Quand le sport se doit d’éduquer

Quand le sport se doit d’éduquer

Catégorie bantam : « Les Rapides » avec une équipe de Nunavut.

Crédit photo : courtoisie

Les disgracieux événements entourant Jonathan-Ismaël Diaby ont fait couler beaucoup d’encre, alors que sa famille et lui ont été victimes d’intimidation et d’insultes racistes tenues par des partisans lors de la joute entre les Marquis de Jonquière et les Pétroliers du Nord, le 23 février dernier.
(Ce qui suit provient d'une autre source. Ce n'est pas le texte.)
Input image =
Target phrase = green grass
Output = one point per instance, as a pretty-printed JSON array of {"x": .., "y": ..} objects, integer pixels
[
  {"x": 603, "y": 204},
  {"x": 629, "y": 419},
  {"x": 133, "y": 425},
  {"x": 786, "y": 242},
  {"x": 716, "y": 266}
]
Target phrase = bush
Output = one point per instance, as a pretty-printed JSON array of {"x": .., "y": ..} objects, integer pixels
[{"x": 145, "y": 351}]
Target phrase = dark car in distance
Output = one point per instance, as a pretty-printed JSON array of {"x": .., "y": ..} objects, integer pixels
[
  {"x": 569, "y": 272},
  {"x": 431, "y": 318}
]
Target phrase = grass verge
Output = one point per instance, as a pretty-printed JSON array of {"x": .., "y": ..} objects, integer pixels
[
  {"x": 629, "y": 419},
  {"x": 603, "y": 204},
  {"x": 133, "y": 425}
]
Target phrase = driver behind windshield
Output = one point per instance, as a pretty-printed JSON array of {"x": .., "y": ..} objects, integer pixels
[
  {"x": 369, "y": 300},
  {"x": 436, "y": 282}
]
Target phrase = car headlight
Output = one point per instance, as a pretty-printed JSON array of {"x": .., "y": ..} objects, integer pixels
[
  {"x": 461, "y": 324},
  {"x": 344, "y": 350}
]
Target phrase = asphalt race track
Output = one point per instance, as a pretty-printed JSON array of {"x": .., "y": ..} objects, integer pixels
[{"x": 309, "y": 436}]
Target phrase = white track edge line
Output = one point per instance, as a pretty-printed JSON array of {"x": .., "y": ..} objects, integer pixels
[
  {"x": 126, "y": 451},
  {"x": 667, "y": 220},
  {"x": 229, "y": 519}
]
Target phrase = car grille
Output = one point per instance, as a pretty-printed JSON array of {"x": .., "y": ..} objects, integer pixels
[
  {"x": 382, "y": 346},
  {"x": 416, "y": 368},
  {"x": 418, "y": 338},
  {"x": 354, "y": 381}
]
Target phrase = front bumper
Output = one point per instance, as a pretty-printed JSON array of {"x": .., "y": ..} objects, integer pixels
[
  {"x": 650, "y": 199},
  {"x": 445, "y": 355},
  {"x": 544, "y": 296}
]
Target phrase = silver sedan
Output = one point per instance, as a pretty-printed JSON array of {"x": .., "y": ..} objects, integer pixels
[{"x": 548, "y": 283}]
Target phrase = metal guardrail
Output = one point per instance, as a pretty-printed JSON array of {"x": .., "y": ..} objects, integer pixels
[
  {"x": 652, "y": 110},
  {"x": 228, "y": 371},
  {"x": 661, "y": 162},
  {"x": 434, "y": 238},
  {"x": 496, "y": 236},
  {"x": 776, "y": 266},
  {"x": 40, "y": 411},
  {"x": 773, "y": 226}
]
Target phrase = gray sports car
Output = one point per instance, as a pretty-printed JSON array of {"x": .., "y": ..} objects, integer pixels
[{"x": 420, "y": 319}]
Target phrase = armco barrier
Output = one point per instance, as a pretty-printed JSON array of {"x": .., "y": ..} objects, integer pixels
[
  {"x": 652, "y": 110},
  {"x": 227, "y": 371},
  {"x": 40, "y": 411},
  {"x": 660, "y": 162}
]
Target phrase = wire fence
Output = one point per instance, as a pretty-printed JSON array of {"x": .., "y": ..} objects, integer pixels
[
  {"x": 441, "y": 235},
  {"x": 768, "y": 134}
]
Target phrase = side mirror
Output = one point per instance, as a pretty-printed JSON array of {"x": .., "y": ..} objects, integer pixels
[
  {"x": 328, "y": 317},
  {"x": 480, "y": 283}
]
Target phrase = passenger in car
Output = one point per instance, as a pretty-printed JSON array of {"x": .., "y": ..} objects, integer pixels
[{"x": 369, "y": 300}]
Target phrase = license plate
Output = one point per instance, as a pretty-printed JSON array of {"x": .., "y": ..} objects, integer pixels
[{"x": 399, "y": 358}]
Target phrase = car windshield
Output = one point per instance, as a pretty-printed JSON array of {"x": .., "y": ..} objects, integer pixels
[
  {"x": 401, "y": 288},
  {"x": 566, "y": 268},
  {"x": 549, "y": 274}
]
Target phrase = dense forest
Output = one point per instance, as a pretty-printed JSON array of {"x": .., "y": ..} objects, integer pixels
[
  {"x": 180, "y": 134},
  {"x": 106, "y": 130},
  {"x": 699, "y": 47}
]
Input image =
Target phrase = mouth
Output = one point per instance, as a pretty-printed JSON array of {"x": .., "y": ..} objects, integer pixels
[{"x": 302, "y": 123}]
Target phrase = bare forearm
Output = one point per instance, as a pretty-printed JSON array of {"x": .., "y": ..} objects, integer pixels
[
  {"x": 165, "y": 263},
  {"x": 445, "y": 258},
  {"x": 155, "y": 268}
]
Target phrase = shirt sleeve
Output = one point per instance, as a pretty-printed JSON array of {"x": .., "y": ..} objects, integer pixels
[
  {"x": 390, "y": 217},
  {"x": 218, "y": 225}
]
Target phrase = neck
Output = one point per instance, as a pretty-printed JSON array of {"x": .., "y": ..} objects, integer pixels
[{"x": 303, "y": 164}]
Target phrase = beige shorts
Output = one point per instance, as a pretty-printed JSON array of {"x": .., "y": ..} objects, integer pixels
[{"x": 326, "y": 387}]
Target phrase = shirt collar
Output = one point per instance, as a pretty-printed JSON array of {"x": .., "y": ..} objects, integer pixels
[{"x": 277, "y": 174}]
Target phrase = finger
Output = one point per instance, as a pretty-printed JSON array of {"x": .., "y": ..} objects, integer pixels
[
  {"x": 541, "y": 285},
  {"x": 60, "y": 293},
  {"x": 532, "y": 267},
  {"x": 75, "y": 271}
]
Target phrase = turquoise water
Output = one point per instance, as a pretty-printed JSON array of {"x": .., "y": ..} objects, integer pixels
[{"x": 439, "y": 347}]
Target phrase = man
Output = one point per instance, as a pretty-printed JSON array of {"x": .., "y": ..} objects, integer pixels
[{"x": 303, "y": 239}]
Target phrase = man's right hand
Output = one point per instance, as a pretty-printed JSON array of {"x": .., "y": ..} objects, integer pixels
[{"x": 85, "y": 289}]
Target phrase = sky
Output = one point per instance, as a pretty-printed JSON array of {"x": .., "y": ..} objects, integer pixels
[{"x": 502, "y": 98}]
Un texte de Jean-Christophe Noël

La poussière retombe lentement, mais c’est une saveur amère qui, invariablement, persiste à la suite des images qui ont circulé aux quatre coins de la province. « C’est inacceptable que des différences de couleurs, de langues, de sexes génèrent encore ce genre de conflits en 2019! Ça me dépasse! Constater que d’autres partisans soient témoins de la scène et n’interviennent pas est ce qui est le plus troublant. Si ce n’est pas tolérable en société, ce ne l’est pas plus dans un aréna », de s’indigner Daniel Goedike, qui assumera sa troisième année de présidence à la barre de l’Association du hockey mineur de Chambly.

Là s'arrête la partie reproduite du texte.